27. Il résulte de ce qui précède que M. A n’est pas fondé à demander l’annulation de l’arrêté du 6 mai 2024 par lequel la préfète de l’Essonne l’a obligé à quitter le territoire français sans délai, a fixé le pays à destination duquel il sera renvoyé en cas d’exécution d’office et a prononcé à son encontre une interdiction de retour sur le territoire français pour une durée de trois ans en l’informant qu’il faisait l’objet d’un signalement aux fins de non-admission dans le système d’information Schengen.
Sur les conclusions à fin d’injonction :
28. Le présent jugement qui rejette les conclusions à fin d’annulation présentées par M. A n’appelle aucune mesure d’exécution. Dès lors, les conclusions à fin d’injonction présentées par le requérant ne peuvent qu’être rejetées.
Sur les frais de l’instance :
29. Les dispositions de l’article L. 761-1 du code de justice administrative font obstacle à ce que soit mise à la charge de l’Etat, qui n’est pas la partie perdante dans la présente instance, la somme que M. A demande au titre des frais exposés par lui et non compris dans les dépens.
D E C I D E :
Article 1er : La requête de M. A est rejetée.
Article 2 : Le présent jugement sera notifié à M. D A et à la préfète de l’Essonne.

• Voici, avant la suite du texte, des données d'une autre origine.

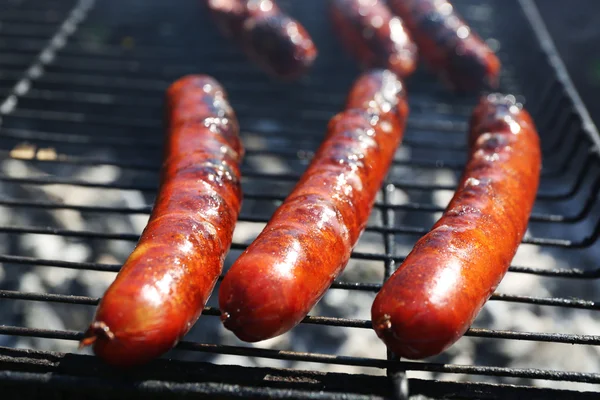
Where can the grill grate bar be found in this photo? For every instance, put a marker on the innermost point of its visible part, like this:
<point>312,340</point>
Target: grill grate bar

Délibéré après l’audience du 2 septembre 2024, à laquelle siégeaient :
— Mme Sauvageot, présidente,
— Mme Lutz, première conseillère,
— Mme Degorce, première conseillère.
Rendu public par mise à disposition au greffe le 16 septembre 2024.
La rapporteure,
signé
Ch. DegorceLa présidente,
signé
J. Sauvageot
La greffière,
signé
C. Delannoy
La République mande et ordonne à la préfète de l’Essonne en ce qui la concerne ou à tous commissaires de justice à ce requis en ce qui concerne les voies de droit commun, contre les parties privées, de pourvoir à l’exécution de la présente décision.